The story, and the collection, ends with Yunior acknowledging his ex was right to leave, before deciding that he should write a book about the experience. That it would make a good story. That the pain of the women in his life could benefit his career. It’s beyond metafiction. In the story and in life, the writer profits off of the damage he has done.

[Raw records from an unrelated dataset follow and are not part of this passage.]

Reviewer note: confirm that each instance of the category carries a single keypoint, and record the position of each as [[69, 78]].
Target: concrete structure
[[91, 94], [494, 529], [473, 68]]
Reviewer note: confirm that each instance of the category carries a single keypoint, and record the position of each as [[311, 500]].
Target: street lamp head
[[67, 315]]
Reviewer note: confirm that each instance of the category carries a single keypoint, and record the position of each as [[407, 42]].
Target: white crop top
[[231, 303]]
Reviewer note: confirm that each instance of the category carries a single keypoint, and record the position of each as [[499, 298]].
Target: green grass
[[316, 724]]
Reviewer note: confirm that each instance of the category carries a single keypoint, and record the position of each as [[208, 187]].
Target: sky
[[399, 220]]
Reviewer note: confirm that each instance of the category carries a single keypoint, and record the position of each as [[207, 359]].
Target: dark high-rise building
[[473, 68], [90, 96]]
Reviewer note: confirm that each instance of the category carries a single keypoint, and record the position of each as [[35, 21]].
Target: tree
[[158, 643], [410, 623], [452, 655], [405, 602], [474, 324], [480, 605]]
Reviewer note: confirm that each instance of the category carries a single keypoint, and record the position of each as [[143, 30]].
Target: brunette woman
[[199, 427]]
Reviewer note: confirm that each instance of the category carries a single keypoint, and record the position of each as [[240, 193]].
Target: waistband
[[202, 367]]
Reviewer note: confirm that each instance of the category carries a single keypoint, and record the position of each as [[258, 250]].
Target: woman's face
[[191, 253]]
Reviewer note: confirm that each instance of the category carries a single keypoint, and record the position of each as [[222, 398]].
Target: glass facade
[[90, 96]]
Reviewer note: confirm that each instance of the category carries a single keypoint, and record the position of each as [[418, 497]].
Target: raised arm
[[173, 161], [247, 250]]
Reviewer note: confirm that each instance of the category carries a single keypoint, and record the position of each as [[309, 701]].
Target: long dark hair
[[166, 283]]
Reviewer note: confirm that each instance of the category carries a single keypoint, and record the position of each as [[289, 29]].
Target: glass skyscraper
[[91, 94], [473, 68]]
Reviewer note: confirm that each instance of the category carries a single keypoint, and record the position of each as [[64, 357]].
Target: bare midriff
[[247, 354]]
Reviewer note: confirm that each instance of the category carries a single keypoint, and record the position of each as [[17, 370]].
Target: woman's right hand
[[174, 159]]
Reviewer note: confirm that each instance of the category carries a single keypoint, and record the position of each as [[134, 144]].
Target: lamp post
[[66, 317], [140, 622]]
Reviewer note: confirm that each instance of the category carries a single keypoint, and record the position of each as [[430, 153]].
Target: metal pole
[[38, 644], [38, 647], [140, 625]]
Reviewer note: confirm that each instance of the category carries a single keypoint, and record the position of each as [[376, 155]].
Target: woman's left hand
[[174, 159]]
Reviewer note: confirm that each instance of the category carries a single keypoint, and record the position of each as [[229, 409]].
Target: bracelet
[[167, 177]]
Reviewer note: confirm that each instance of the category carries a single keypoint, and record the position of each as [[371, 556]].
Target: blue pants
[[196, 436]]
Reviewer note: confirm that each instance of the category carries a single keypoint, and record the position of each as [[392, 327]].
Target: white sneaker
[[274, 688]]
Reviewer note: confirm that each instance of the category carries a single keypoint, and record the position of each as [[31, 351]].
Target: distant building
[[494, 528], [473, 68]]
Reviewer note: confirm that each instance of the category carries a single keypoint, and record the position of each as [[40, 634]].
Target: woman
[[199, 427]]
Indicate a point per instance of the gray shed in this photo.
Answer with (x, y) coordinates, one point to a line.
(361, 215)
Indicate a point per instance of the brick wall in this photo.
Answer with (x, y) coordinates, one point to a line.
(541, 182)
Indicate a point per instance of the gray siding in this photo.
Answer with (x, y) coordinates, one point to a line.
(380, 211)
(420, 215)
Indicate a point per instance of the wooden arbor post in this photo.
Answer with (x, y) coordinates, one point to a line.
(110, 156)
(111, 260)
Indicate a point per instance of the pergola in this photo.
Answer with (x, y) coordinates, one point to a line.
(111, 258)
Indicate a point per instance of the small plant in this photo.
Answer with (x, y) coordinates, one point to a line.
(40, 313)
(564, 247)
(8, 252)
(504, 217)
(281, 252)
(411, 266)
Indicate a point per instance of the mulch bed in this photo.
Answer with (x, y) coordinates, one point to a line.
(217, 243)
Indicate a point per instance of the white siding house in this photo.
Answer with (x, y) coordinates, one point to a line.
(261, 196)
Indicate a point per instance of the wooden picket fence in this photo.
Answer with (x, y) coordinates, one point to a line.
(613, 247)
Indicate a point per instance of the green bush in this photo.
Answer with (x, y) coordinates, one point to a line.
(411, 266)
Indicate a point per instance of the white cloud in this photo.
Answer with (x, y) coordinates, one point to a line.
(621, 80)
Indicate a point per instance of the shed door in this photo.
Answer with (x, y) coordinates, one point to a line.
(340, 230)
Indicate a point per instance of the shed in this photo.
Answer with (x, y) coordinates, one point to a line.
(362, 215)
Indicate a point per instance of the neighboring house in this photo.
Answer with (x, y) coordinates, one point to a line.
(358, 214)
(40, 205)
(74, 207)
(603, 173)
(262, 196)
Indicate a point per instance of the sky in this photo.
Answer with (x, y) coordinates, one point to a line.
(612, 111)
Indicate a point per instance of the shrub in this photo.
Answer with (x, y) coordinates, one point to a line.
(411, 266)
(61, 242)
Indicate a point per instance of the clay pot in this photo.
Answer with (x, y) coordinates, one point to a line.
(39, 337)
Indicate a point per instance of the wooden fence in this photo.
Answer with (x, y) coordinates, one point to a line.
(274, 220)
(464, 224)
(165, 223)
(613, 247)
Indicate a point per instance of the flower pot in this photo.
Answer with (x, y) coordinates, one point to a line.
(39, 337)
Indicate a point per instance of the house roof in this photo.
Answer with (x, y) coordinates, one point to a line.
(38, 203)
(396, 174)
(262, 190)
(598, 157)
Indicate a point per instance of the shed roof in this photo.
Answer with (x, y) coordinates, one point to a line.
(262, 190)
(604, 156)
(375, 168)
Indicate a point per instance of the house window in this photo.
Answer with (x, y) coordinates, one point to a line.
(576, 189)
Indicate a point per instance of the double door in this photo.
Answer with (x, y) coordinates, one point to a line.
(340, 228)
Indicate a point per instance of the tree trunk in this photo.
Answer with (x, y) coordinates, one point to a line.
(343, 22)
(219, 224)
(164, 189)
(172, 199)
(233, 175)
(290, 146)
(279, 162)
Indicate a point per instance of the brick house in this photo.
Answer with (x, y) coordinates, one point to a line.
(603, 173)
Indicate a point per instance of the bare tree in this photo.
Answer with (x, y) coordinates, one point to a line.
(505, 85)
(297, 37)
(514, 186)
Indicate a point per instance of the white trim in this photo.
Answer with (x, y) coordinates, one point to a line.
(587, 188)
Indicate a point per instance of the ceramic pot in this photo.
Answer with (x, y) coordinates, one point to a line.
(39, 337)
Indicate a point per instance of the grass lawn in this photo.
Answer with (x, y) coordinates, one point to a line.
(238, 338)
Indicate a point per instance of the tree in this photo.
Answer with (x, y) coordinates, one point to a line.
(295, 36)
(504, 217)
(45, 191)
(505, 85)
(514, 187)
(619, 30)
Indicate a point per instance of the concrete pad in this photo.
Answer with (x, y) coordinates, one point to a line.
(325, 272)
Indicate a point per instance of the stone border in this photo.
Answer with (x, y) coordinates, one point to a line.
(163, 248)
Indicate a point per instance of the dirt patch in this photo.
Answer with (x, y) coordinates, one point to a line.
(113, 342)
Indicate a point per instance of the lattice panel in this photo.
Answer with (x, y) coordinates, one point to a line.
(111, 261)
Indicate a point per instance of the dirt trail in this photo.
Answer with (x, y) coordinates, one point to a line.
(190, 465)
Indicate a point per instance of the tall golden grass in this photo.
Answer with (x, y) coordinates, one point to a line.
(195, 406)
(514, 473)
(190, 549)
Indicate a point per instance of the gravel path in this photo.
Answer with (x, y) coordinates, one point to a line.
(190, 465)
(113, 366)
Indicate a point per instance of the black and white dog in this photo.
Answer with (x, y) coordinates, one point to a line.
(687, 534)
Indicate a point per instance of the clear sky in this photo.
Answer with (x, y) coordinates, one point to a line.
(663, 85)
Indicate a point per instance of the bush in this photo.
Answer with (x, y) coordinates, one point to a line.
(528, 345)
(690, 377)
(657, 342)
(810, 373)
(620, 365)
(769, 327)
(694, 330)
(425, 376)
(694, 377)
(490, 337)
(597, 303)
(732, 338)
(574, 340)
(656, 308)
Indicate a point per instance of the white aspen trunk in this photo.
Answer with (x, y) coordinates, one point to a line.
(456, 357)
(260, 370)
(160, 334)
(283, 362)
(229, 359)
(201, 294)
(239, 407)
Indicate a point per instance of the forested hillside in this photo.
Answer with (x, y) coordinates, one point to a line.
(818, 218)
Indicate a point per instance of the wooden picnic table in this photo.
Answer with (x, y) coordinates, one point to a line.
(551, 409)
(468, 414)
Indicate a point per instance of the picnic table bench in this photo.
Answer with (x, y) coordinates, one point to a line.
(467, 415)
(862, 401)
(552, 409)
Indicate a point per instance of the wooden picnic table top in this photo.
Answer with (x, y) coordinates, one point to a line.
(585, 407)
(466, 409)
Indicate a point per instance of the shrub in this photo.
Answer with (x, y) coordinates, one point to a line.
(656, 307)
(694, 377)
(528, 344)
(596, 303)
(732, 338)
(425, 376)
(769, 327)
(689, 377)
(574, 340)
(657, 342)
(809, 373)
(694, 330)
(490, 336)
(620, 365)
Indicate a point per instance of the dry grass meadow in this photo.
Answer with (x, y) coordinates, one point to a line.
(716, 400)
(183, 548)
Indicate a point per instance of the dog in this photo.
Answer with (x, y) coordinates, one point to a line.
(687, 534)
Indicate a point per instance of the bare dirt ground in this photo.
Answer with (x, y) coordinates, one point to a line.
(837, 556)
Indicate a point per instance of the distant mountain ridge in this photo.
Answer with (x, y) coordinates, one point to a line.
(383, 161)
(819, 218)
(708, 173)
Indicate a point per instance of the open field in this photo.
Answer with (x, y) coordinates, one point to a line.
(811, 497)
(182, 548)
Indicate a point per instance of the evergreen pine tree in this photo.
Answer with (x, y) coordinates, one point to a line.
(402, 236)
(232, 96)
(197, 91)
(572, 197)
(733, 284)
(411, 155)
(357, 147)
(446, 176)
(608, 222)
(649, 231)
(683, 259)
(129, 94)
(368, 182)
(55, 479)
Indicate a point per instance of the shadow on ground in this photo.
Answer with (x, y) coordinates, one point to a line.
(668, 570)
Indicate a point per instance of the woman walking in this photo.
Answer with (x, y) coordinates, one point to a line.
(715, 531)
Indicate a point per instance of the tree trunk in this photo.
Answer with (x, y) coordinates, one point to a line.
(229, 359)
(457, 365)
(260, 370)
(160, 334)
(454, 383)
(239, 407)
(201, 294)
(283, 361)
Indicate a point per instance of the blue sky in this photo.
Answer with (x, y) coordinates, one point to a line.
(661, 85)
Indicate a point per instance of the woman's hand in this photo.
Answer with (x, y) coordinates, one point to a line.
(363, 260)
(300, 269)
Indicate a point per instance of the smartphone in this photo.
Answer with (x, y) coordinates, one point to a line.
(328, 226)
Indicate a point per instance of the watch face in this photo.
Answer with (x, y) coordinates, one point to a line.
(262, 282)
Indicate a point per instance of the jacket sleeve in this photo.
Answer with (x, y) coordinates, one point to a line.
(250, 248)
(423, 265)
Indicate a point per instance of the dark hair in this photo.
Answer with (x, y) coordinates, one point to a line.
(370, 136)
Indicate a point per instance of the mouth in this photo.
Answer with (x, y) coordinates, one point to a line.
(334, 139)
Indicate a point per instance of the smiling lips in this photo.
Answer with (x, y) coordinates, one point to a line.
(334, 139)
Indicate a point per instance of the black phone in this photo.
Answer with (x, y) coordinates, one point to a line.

Here’s what I’m trying to say: This is How You Lose Her was the most formative book to my own writing career. I am trying to say that the worlds Díaz created allowed me to see myself in the predominately white literary landscape, that the characters on the pages looked like people in my own life, that the stories are deeply misogynist, and that they still deeply matter to me. The book that I thought was a love letter to women and girls like me is more of a rumination on male loss of women. Ultimately, Yunior is sorrier that he misses Magda than that he hurt her. But still, the book matters to me. Regardless of how I feel about it now, it encouraged me to seriously pursue writing, and to value the ways my family tells the story of our migration to the United States. Poet Melissa Lozada-Oliva’s collection Peluda features a poem, “Lip Stain Must Ache,” that explores her relationship to This is How You Lose Her. In it, she says, “It doesn’t matter if I can remember the passage correctly, because I remember the way it made me feel, which is seen, which is defined, which is loved.” While the poem was lovely before, it means so much to me now, in that it reminds me that even if book was written for me, it did a lot for my writing. Eventually, because of those works in part, maybe my own books will be loved by women and girls like me.
Despite the stories not being for me, I still hope one day Junot Díaz reads my stories or poems and loves them. In the weeks since the allegations, many have been quick to discard his work, or to rush to his defense (“But it was because he was abused”). I’m not offering any easy answers or quick solutions. I’m angry and hurt too. It’s just also not true that I can pretend this book didn’t change my life. I’m just here, sifting through the pages of my favorite stories, hoping that he really has changed and grown, that he’s really sorry. That the women he has hurt, and that Yunior has hurt, have found some kind of healing.